A client-side authentication plugin is available that enables clients to send passwords to the server as cleartext, without hashing or encryption. This plugin is built into the MySQL client library.客户端身份验证插件可用,使客户端能够以明文形式向服务器发送密码,而无需哈希或加密。此插件内置于MySQL客户端库中。
The following table shows the plugin name.下表显示了插件名称。
Table 6.15 Plugin and Library Names for Cleartext Authentication明文身份验证的插件和库名称
mysql_clear_password |
|
Many client-side authentication plugins perform hashing or encryption of a password before the client sends it to the server. This enables clients to avoid sending passwords as cleartext.许多客户端身份验证插件在客户端将密码发送到服务器之前对密码进行哈希或加密。这使客户端能够避免以明文形式发送密码。
Hashing or encryption cannot be done for authentication schemes that require the server to receive the password as entered on the client side. 对于要求服务器接收在客户端输入的密码的身份验证方案,无法进行哈希或加密。In such cases, the client-side 在这种情况下,使用客户端mysql_clear_password plugin is used, which enables the client to send the password to the server as cleartext. mysql_clear_password插件,它使客户端能够以明文形式将密码发送到服务器。There is no corresponding server-side plugin. Rather, 没有相应的服务器端插件。相反,mysql_clear_password can be used on the client side in concert with any server-side plugin that needs a cleartext password. mysql_clear_password可以在客户端与任何需要明文密码的服务器端插件配合使用。(Examples are the PAM and simple LDAP authentication plugins; see Section 6.4.1.5, “PAM Pluggable Authentication”, and Section 6.4.1.7, “LDAP Pluggable Authentication”.)(例如PAM和简单的LDAP身份验证插件;请参阅第6.4.1.5节,“PAM可插拔身份验证”和第6.4.1.7节,“LDAP可插拔身份认证”。)
The following discussion provides usage information specific to cleartext pluggable authentication. For general information about pluggable authentication in MySQL, see Section 6.2.17, “Pluggable Authentication”.以下讨论提供了特定于明文可插拔身份验证的使用信息。有关MySQL中可插拔身份验证的一般信息,请参阅第6.2.17节,“可插拔身份认证”。
Sending passwords as cleartext may be a security problem in some configurations. To avoid problems if there is any possibility that the password would be intercepted, clients should connect to MySQL Server using a method that protects the password. 在某些配置中,以明文形式发送密码可能是一个安全问题。为了避免密码被拦截的可能性,客户端应使用保护密码的方法连接到MySQL服务器。Possibilities include SSL (see Section 6.3, “Using Encrypted Connections”), IPsec, or a private network.可能性包括SSL(参阅第6.3节,“使用加密连接”)、IPsec或专用网络。

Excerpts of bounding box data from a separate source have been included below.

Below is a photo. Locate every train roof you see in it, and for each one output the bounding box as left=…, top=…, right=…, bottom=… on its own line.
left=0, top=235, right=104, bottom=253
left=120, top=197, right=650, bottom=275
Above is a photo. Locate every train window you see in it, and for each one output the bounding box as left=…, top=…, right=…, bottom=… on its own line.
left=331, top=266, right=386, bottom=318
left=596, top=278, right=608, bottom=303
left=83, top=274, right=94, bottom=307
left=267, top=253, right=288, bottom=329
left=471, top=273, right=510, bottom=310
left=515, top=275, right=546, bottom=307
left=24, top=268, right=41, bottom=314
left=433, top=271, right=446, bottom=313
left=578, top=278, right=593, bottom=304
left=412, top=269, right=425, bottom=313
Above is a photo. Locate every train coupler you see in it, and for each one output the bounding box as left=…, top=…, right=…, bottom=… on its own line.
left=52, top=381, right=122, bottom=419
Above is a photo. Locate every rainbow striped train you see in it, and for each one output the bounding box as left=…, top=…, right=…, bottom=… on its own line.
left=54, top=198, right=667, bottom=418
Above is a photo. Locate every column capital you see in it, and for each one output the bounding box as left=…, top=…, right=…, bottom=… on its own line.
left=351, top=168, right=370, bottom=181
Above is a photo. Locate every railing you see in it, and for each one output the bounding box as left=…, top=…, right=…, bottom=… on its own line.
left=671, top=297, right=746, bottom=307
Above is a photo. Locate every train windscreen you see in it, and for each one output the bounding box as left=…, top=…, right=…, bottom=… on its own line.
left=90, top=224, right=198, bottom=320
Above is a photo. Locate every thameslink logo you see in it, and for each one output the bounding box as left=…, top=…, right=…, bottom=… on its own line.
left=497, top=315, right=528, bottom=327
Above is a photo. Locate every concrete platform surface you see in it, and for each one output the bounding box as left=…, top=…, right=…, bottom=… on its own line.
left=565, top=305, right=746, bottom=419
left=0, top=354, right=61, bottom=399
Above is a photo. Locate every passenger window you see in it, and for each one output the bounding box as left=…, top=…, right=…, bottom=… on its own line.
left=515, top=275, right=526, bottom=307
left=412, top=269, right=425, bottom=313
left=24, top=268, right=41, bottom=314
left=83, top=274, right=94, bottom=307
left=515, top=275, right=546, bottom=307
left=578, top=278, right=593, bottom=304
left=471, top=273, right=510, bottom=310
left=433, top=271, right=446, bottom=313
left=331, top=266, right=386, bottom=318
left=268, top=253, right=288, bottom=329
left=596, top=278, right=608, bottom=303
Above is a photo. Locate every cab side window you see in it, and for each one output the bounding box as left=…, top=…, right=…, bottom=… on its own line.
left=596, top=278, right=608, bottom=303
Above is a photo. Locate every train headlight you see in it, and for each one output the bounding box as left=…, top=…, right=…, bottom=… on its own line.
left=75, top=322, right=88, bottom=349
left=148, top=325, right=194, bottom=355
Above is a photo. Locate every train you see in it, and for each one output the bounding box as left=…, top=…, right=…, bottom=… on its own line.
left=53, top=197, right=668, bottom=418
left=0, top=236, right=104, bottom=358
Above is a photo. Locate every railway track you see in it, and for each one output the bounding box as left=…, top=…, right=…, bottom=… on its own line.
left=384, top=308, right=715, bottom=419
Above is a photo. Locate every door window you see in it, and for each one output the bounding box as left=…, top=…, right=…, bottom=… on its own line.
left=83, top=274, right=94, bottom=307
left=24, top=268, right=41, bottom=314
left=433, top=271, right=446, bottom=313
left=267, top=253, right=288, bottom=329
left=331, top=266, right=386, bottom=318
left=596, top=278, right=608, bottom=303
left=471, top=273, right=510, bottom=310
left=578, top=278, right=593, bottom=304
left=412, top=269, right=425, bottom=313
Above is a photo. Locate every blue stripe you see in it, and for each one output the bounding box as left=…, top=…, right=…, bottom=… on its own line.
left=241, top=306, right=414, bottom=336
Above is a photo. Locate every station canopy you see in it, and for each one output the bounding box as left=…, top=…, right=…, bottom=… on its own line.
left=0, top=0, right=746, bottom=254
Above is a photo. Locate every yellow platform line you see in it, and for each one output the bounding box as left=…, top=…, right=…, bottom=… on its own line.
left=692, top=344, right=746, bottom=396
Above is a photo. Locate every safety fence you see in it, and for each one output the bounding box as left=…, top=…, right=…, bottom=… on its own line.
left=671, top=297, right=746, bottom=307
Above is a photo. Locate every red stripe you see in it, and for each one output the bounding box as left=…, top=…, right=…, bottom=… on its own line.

To make inadvertent use of the 为了减少无意中使用mysql_clear_password plugin less likely, MySQL clients must explicitly enable it. This can be done in several ways:mysql_clear_password插件的可能性,mysql客户端必须显式启用它。这可以通过多种方式实现:
Set the 将LIBMYSQL_ENABLE_CLEARTEXT_PLUGIN environment variable to a value that begins with 1, Y, or y. This enables the plugin for all client connections.LIBMYzhenENABLE_CLEARTEXT_PLUGIN环境变量设置为以1、Y或y开头的值。这将为所有客户端连接启用插件。
The mysql, mysqladmin, mysqlcheck, mysqldump, mysqlshow, and mysqlslap client programs support an mysql、mysqladmin、mysqlcheck、mysqldump、mysqlshow和mysqlslap客户端程序支持--enable-cleartext-plugin option that enables the plugin on a per-invocation basis.--enable-cleartext-plugin选项,该选项在每次调用的基础上启用插件。
The mysql_options() C API function supports a MYSQL_ENABLE_CLEARTEXT_PLUGIN option that enables the plugin on a per-connection basis. mysql_options()C API函数支持一个MYSQL_ENABLE_CLEARTEXT_PLUGIN选项,该选项在每次连接的基础上启用插件。Also, any program that uses 此外,任何使用libmysqlclient and reads option files can enable the plugin by including an enable-cleartext-plugin option in an option group read by the client library.libmysqlclient并读取选项文件的程序都可以通过在客户端库读取的选项组中包含enable-cleartext-plugin选项来启用插件。